[The following announcement appeared in JTA on July 3, 2007. The five-part series on UNRWA was published March 15, 2006. To read UNRWA's response, click here.]
NEW YORK (JTA) – JTA earned six journalism awards at last week’s gathering of the American Jewish Press Association in San Francisco.
The Simon Rockower Awards for Excellence in Jewish Journalism, established in 1980, recognizes outstanding journalism in 14 categories.
For the fourth year in a row, JTA took top honors in the investigative
reporting category with a five-part series by Michael J. Jordan that
delved into the practices of the United Nations Relief and Works
Agency, which aids Palestinian refugees.
A JTA investigative series by Edwin Black took third prize in the same category. The series, “Hitler’s carmaker,” reported General Motors’ ties to the Nazi regime.

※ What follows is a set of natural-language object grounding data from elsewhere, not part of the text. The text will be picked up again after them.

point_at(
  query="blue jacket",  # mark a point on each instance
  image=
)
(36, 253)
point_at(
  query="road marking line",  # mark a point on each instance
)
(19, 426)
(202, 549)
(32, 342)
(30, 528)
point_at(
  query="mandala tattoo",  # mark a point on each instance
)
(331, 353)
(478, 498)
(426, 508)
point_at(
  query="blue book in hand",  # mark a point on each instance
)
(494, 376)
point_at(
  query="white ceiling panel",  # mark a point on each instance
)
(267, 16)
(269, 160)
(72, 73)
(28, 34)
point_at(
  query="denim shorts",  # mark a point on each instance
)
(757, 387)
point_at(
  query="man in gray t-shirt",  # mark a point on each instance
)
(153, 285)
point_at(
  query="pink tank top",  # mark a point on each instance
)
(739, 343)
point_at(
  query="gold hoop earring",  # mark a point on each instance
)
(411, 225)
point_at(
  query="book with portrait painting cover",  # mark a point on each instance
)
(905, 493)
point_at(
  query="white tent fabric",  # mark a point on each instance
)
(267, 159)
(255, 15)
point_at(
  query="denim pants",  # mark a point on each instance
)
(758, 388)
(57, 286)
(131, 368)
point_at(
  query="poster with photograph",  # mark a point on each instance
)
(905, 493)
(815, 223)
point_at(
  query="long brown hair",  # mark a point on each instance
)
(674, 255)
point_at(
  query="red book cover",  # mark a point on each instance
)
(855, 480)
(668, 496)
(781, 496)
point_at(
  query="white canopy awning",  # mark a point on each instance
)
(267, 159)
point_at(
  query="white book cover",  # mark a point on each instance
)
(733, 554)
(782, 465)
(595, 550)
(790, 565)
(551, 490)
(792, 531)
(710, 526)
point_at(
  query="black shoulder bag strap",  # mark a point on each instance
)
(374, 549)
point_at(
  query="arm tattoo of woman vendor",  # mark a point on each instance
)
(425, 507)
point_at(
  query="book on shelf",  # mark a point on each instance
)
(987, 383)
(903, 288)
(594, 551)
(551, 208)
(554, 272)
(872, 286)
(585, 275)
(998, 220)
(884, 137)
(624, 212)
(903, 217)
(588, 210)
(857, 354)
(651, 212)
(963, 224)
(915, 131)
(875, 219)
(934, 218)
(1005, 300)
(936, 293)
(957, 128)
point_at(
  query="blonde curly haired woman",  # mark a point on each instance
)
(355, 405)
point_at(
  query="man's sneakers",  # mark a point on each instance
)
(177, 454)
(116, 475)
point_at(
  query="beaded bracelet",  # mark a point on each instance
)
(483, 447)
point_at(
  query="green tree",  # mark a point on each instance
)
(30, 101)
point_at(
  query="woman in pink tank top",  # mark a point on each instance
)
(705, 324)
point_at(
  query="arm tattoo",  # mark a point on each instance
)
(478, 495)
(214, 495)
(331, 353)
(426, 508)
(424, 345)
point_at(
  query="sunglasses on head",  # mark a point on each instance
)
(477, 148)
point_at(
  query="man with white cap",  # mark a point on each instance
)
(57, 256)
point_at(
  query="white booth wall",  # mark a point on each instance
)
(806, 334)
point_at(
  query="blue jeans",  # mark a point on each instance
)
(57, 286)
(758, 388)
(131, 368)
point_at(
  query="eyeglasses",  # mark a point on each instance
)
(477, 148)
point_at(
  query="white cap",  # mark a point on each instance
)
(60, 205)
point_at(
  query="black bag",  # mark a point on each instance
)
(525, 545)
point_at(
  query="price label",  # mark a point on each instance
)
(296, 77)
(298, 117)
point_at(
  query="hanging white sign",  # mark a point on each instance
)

Brian Hendler, JTA’s Jerusalem photographer, also garnered first place in the
photography category for his photo “Sister Mourns Brother.”
JTA also won two of the three awards in the category for personality profiles: Uriel Heilman placed second for “Doctoring in Ethiopia,” which detailed the life of Dr. Rick Hodes, who has spent much of his career administering to the sick in Ethiopia, and Ruth Ellen Gruber was third for “Ride ‘em Jewboy,” about the maverick Texas politician Kinky Friedman.
In the Excellence in News Reporting category, JTA’s Tel Aviv-based correspondent Dina Kraft won third place for “Sudanese Refugees Jailed in Israel.”